Abstract

Abstract. Remote sensing-based large-area crop disease discrimination plays a vital role in agricultural management to assess severity level of diseases to avoid economical losses to farming community. Over the period, various biotic stresses have emerged through disease and pest infestation. Among these, blast is one of the most disastrous disease of wheat. It is also called as leaf blast, collar rot node blast, spike blast or rotten neck blast depending on the portion of wheat infected. Wheat blast is caused by the fungal pathogen Magnaporthe oryzae and first discovered in Brazil, Bolivia and Paraguay in 1985. In 2017, wheat blast was emerged in Murshidabad district of West Bengal in India. This posed a serious threat to Indian food security. In this study blast disease over wheat crop is studied using ground based hyperspectral measurements at one nm interval and Resourcesat-2 AWiFS data for year 2017. Supervised classification with maximum likelihood classifier was used to generate wheat crop mask using AWiFS data. The ground based hyperspectral bands are further used derive four RS-2 AWiFS broad spectral bands and showed significant difference in healthy and infested plants in vegetative and advance vegetative stages in green, red, NIR and SWIR spectral bands. The 2-D scatter between vegetative indices such as NDVI and LSWI showed well-marked discrimination between healthy and infested wheat crop in all sites.

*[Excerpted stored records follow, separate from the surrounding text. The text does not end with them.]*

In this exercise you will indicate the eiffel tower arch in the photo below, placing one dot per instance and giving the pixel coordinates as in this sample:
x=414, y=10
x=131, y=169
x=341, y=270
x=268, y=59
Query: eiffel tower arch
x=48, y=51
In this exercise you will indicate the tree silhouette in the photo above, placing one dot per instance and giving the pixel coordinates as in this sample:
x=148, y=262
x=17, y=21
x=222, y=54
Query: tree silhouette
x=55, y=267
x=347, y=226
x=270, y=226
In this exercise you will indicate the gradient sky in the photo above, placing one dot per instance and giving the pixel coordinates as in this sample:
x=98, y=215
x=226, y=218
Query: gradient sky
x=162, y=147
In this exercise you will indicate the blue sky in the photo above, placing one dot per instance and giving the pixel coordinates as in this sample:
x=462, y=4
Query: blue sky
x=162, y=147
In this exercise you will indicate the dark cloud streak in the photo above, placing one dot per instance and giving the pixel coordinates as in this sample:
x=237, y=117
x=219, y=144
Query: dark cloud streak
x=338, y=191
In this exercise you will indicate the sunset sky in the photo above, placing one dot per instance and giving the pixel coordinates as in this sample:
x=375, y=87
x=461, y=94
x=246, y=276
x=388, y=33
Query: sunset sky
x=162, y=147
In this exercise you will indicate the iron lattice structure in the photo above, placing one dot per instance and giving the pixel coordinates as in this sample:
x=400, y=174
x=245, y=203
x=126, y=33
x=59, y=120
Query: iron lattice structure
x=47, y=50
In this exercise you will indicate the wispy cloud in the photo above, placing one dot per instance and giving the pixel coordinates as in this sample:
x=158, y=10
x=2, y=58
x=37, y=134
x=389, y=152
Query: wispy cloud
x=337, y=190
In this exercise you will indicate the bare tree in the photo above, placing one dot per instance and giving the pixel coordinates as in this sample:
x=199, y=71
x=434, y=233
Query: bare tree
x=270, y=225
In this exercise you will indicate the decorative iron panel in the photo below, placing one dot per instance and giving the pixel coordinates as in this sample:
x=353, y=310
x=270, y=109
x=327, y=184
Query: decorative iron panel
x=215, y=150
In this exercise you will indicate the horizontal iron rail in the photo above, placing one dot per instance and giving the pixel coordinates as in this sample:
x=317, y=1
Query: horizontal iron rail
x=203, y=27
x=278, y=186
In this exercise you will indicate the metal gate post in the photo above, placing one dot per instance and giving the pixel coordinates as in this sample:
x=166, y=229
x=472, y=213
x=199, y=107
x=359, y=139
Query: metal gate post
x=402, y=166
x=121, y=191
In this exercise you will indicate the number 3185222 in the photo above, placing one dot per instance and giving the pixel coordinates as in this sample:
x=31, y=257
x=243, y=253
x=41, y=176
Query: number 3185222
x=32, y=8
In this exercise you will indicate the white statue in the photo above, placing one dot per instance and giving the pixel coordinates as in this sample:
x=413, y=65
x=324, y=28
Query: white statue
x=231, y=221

These results are used to derive thresholds for NDVI and LSWI and translated in RS-2 AWiFS derived indices to generate disease severity at spatial scale over Murshidabad district of West Bengal. The distributed wheat severity map showed that 0.59 percent and 99.41 percent of total wheat area is healthy and blast infested respectively. This study suggests that wheat blast can be discriminated using RS-2, AWiFS broad bands at vegetative and advance vegetative stage with support of ground measured hyperspectral data and damage area can be mapped at spatial scale before final harvest.